Матрица бунта | страница 81



Сами сюжетные линии в романе избыточны. Первостепенны в нем, несомненно, линии нефти и религиозной утопии. При этом мифология нефти скорее описывает пространство действия — нефтяной край Апшерона, — а религиозная утопия задает саму интригу. Но и мы, и автор обошлись бы без любовной линии — или без бросков по Голландии, или без социально-метафизической топографии Москвы (тем более что в «Матиссе» уже осуществлен опыт такого рода), или без дэн-брауновской интриги с поиском «Божьего семени» — первопредка живого. В финале романа Иличевский старательно перебирает брошенные на полуслове сюжетные нити (отношения с бывшей женой, поиск первопредка, слушание недр) и пытается обрубить их одним ударом — в развязке религиозной драмы Ширвана. Может ли быть убедительным такое рациональное наложение образных пластов?

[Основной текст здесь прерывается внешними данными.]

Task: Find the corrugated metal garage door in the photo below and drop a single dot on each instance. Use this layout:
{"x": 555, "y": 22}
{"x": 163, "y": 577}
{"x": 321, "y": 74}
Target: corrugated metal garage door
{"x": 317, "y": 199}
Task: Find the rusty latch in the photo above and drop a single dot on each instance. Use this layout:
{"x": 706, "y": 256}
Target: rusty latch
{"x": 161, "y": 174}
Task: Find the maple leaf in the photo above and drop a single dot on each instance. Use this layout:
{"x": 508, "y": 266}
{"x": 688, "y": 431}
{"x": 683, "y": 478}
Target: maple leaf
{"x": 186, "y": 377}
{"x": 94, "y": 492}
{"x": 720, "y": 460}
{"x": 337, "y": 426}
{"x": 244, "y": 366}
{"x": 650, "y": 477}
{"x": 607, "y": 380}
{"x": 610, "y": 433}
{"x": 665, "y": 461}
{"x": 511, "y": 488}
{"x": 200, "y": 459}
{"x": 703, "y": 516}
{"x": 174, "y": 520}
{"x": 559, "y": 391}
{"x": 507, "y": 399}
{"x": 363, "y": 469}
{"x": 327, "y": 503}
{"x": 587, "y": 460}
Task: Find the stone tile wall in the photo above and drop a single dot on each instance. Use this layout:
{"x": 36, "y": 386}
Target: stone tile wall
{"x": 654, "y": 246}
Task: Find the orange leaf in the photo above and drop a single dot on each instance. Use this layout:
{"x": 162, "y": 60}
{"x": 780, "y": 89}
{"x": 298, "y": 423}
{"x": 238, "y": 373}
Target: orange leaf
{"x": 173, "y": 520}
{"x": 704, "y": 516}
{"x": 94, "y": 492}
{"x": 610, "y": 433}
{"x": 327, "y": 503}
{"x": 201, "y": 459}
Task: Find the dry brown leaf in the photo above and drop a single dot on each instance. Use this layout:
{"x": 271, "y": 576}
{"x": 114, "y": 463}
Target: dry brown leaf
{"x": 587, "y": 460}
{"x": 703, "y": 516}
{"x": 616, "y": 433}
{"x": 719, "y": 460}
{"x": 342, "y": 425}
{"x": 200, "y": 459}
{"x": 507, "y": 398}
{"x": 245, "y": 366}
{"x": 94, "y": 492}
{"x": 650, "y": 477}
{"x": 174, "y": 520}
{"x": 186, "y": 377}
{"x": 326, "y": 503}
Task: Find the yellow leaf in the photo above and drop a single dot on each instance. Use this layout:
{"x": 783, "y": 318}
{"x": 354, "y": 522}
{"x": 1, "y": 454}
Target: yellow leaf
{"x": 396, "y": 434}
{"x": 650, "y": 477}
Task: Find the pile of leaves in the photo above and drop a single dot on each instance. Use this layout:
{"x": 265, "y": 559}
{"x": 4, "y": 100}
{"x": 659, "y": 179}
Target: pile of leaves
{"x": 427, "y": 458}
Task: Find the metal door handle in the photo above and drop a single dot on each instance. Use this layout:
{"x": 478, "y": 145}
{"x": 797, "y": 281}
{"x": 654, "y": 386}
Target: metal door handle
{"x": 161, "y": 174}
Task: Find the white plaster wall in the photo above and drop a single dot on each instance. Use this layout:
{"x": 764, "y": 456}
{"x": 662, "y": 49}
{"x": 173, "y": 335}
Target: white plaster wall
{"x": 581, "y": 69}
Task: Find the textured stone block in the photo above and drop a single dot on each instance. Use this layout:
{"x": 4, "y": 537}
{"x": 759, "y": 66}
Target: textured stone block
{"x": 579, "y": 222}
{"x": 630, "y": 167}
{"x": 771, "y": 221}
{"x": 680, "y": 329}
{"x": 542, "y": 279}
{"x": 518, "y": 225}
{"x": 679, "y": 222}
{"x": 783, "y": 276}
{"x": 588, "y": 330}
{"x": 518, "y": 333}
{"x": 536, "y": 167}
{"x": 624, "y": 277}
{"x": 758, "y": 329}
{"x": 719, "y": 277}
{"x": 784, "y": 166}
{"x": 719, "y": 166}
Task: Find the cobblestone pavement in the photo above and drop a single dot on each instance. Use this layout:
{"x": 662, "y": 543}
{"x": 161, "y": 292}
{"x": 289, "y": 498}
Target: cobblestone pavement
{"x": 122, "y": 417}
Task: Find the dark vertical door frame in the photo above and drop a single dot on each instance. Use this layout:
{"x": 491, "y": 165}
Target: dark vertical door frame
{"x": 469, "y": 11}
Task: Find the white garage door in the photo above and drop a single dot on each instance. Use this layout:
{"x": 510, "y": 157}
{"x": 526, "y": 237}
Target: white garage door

Вовсе следовало убрать невротический мотив — главный герой в какой-то момент «вспоминает» о том, что у него «тик» фотографирования, и с тех пор у автора появляется «тик» навязчивого упоминания об этой привычке. Подробность эта ничего не добавляет к и так мало уравновешенному образу героя, а философия зрения, с которой связан этот мотив, не играет никакой роли в «Персе», развивающем другие излюбленные темы Иличевского: нефть, язык.

«Всем, что видел, слышал, придумал и понял, Иличевский щедро делится с нами, читателями. Нам же остается либо с благодарностью принять этот пестрый материал неотфильтрованным, либо никогда не раскрывать его книг»[33], — выводит Кучерская исчерпывающую рекомендацию для читателей «Перса». Но время писателю подумать о рекомендациях самому себе. Иличевский может выстроить вполне повествовательный, не лирический сюжет — об этом свидетельствуют удача рассказа «Воробей» (близкого к классическому рассказу, без диктата поэтической логики, недаром его принял даже принципиальный оппонент Иличевского Ермолин[34]) и прорыв романа «Матисс» (в котором излюбленным поэтическим мотивам Иличевского впервые были приданы не маргинальное, но социальное значение и повествовательная сила). Двигаться ли по пути дальнейшей объективизации — от невротического героя, логики сна к социальным наблюдениям, реалистическим скрепам? Или, напротив, доводить до совершенства поэтический строй повествования — в таком случае поверив в «свойство единственности» прозы, учась выбирать единичный вариант ее написания, как слово в стихотворной строке? Что бы ни предпочел Александр Иличевский, важно, чтобы выбор был совершен — и его проза не застыла мертвым ландшафтом красоты, несущей «смерть желания» ее читать.